How to Optimize MongoDB Query Performance with Indexes(visualeaf.com) |
How to Optimize MongoDB Query Performance with Indexes(visualeaf.com) |
1: export the data out of MongoDB
2: import the data in PostgreSQL, ClickHouse, DuckDB, whatever
3: create the indexes there
4: uninstall MongoDB
not sure if this was fixed in recent versions, but if you have index on array of strings/ints, and then use `addToSet` operator, the index is not used for the `addToSet` operation, and the disk is hammered for each update to verify if the content of the array has unique values. with pretty high volume, you can easily saturate the disk queue, wondering what is happening and how you can fix that
after few years of working with few TB collections (tables) in mongo, I can say that this DB is good if you want to insert data, but don't need to read the data that much often. if you need json and read heavy DB, consider something else eg elastic (with all it's drawbacks), because at some point the limiting factor for you will be indexes in mongo, that are the most weak part of this DB (even more weak than the infamous data loss)
That's also why I decided to concentrate on the entire workflow rather than on the index itself in the article: Find the slow query -> Analyze Explain -> Analyze the ratio between scanned and returned documents -> Create an index -> Test the same query again...
In this particular case, a compound index was selected based on filters and a sort clause. I completely agree that using index intersections in a real workload could be quite dangerous, especially if MongoDB chooses to use another index instead.
The `$addToSet` example is also very valid; however, for me, that is more like a schema problem than a regular indexing problem in a read query.
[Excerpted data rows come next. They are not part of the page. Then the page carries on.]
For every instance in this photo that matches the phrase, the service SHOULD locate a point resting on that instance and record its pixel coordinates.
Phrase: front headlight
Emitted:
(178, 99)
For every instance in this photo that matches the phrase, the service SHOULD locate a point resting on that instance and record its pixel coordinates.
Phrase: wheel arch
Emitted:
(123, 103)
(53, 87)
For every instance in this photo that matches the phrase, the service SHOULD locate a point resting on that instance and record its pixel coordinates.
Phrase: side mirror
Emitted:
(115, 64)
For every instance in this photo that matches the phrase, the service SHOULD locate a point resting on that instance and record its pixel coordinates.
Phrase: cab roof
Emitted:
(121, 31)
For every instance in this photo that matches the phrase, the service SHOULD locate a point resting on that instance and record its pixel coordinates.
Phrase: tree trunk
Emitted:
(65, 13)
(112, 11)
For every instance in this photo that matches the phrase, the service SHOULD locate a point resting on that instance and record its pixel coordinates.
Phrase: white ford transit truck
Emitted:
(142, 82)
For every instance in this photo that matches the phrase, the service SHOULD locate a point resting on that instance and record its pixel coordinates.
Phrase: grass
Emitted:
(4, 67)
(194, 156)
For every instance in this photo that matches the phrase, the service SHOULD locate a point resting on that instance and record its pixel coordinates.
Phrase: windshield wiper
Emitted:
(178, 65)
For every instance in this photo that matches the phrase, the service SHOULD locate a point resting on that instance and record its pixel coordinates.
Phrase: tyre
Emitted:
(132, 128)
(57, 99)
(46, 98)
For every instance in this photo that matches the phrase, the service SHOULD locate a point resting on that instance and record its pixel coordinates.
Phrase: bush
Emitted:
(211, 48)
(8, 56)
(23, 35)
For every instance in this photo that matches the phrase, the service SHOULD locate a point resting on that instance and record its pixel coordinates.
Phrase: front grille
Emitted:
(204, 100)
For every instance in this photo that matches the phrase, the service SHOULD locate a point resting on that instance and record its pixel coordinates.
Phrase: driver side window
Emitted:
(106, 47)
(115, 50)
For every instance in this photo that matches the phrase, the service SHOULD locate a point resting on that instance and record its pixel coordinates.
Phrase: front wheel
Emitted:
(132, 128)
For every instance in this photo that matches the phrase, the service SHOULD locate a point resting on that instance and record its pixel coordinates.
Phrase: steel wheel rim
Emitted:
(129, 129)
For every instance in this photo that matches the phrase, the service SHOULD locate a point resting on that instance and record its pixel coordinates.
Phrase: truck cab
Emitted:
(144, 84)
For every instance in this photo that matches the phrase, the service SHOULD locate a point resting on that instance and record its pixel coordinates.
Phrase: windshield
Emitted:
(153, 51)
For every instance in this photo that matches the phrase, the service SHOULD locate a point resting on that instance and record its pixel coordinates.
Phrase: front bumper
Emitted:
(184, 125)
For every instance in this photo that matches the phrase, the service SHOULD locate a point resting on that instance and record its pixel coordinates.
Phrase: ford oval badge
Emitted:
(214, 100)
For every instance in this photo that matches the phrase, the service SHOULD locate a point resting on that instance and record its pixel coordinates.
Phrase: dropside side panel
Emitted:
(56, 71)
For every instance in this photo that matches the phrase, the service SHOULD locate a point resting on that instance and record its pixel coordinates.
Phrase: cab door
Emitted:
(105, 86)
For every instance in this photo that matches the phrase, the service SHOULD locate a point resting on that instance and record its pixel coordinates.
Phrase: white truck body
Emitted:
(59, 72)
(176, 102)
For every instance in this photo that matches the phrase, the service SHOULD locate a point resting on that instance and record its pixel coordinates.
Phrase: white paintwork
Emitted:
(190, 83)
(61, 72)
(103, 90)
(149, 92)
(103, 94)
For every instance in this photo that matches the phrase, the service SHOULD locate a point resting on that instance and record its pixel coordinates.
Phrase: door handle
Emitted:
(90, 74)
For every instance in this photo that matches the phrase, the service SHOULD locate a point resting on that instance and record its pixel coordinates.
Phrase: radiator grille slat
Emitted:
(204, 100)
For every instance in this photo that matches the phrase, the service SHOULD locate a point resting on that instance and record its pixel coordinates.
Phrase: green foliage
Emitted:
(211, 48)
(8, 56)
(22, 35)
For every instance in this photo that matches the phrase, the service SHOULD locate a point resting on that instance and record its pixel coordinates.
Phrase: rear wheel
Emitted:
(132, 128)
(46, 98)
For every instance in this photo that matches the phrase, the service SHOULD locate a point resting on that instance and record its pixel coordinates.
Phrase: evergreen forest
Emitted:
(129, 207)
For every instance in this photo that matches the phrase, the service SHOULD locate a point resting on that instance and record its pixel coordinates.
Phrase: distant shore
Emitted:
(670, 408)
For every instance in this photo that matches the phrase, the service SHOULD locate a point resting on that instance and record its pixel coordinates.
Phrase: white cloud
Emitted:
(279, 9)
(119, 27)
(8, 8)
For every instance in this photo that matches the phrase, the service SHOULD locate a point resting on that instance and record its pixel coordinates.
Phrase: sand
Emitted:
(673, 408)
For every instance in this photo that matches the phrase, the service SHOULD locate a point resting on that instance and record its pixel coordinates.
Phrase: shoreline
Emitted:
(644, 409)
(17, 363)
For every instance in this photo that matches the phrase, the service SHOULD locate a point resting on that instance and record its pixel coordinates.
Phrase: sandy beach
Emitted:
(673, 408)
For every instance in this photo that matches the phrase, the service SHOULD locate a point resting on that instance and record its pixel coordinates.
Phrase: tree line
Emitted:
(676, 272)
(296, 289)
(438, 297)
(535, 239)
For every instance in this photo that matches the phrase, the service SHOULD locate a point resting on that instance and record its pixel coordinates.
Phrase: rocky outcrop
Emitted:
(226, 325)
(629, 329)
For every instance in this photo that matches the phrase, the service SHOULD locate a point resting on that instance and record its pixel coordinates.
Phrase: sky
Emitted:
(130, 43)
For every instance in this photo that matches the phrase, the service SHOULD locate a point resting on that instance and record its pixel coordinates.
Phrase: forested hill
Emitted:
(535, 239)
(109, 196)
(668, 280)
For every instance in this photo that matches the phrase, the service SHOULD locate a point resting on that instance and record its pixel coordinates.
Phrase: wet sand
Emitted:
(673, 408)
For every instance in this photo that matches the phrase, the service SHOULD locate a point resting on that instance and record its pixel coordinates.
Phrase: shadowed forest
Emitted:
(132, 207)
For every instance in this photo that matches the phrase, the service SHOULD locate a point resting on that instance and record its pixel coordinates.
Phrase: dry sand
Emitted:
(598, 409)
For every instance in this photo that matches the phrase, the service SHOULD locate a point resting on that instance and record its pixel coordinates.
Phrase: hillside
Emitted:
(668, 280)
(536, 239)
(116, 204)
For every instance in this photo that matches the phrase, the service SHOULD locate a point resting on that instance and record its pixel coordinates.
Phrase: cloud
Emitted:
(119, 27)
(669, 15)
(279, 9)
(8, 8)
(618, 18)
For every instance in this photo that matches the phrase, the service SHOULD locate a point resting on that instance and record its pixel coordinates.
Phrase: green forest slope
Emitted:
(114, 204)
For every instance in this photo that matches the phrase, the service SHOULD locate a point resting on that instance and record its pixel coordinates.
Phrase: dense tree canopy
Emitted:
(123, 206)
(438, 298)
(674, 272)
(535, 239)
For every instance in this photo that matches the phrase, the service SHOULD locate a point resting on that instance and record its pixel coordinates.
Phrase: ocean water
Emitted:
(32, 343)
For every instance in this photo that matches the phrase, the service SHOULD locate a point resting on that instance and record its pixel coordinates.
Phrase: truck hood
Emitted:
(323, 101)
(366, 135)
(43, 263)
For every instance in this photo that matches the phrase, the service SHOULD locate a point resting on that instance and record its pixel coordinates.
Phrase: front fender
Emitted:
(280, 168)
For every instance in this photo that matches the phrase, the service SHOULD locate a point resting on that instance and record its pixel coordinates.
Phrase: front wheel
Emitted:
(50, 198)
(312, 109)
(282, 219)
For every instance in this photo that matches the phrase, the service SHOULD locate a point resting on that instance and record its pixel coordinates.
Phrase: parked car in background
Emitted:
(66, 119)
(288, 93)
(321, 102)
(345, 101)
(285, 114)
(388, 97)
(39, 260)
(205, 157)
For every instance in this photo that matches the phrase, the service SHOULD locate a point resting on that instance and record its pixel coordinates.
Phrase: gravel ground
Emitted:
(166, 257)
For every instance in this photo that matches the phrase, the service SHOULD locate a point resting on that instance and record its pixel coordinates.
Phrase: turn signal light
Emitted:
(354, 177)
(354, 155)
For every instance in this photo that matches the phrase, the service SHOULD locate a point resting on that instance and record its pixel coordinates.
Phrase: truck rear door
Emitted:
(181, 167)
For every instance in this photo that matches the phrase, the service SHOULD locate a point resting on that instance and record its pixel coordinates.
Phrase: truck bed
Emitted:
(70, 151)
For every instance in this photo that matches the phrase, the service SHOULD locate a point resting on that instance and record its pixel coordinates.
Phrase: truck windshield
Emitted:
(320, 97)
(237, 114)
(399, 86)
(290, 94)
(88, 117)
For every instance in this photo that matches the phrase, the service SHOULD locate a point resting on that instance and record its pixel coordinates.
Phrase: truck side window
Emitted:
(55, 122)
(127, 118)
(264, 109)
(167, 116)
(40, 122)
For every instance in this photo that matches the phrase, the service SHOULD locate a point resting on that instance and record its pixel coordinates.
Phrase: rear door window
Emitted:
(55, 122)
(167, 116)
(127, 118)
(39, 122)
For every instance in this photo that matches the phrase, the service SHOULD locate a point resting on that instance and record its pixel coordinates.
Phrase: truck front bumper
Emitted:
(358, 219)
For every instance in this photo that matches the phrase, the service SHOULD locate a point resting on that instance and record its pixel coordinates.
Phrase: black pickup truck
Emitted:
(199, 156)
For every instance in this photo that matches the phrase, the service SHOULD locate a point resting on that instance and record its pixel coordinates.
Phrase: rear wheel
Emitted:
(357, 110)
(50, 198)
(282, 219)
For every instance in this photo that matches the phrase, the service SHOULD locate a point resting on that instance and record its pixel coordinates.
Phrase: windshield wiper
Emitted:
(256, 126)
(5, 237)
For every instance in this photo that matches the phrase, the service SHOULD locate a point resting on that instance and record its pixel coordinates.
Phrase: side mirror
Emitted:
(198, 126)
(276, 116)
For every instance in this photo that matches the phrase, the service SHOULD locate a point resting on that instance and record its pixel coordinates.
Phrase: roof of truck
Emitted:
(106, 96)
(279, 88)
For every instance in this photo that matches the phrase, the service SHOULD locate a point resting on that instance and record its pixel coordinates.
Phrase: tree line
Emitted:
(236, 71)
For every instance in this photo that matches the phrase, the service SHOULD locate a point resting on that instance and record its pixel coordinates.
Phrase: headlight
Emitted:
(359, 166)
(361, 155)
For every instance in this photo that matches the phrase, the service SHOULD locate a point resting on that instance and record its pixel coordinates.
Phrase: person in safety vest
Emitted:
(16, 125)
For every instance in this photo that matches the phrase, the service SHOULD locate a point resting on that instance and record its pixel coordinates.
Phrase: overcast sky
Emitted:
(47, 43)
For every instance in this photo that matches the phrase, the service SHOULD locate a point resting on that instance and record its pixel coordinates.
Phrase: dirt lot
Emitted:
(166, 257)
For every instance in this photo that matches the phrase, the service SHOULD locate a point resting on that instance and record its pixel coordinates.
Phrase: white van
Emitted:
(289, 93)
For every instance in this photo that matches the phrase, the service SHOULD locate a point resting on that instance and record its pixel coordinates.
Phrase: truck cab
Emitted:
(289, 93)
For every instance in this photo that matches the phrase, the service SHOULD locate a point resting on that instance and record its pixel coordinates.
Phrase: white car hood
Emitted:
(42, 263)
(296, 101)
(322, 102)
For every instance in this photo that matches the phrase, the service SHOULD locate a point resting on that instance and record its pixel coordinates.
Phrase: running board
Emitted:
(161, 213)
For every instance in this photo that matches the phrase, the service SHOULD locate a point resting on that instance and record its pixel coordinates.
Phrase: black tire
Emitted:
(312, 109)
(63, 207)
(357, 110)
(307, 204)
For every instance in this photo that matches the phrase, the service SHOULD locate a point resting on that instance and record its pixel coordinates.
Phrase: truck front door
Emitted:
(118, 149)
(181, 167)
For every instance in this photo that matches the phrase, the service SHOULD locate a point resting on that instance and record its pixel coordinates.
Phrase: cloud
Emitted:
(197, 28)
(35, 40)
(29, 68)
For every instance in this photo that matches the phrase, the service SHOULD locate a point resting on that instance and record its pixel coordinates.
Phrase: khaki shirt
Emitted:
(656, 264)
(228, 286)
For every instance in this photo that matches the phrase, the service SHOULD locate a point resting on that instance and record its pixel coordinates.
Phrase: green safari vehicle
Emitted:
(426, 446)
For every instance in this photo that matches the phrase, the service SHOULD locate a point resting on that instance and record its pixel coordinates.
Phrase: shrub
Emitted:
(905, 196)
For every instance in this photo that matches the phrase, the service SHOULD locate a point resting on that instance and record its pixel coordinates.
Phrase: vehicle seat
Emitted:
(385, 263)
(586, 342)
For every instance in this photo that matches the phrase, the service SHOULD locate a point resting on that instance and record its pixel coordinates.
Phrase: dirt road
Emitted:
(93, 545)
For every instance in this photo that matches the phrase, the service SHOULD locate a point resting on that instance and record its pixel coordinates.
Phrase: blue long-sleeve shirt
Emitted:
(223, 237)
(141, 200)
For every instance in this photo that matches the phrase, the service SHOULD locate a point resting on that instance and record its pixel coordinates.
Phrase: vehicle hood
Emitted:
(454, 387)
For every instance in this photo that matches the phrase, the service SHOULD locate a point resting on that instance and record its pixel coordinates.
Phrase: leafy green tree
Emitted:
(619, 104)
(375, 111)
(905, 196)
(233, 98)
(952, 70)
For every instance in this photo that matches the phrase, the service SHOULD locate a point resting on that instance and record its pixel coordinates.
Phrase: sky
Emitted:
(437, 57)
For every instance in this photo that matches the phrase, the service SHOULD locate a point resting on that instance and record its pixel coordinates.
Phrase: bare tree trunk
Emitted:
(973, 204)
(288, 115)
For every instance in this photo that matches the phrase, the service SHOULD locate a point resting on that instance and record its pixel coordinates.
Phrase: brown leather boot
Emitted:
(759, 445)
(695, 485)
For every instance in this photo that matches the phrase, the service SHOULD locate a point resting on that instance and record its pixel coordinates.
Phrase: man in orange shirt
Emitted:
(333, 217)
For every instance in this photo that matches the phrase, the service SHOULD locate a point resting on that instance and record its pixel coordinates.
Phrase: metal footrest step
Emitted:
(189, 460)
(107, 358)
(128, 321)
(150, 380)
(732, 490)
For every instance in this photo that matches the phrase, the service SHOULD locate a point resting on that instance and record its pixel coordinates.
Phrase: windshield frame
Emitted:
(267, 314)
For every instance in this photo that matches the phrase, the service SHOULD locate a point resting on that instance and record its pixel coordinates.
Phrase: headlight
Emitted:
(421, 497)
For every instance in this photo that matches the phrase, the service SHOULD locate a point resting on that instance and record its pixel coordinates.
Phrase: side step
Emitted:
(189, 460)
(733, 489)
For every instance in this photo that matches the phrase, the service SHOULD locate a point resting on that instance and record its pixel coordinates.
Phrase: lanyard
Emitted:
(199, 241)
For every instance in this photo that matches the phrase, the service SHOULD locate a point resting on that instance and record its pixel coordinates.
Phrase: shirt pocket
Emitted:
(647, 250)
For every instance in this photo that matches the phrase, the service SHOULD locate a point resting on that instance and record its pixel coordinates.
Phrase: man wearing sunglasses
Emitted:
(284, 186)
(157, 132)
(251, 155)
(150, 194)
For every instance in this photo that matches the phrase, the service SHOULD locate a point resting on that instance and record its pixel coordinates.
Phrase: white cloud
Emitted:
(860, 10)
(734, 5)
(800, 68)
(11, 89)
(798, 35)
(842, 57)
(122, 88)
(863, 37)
Still, the array could become extremely big regardless of the presence of indexes, and it might require a dedicated note in the article.
If a system is working fine, the expense and risk of moving may end up being far greater than any optimization efforts on the existing database. This is also why I believe profiling tools, explain plans, and indexes are all useful; there are plenty of cases where MongoDB is sufficient but still needs optimization...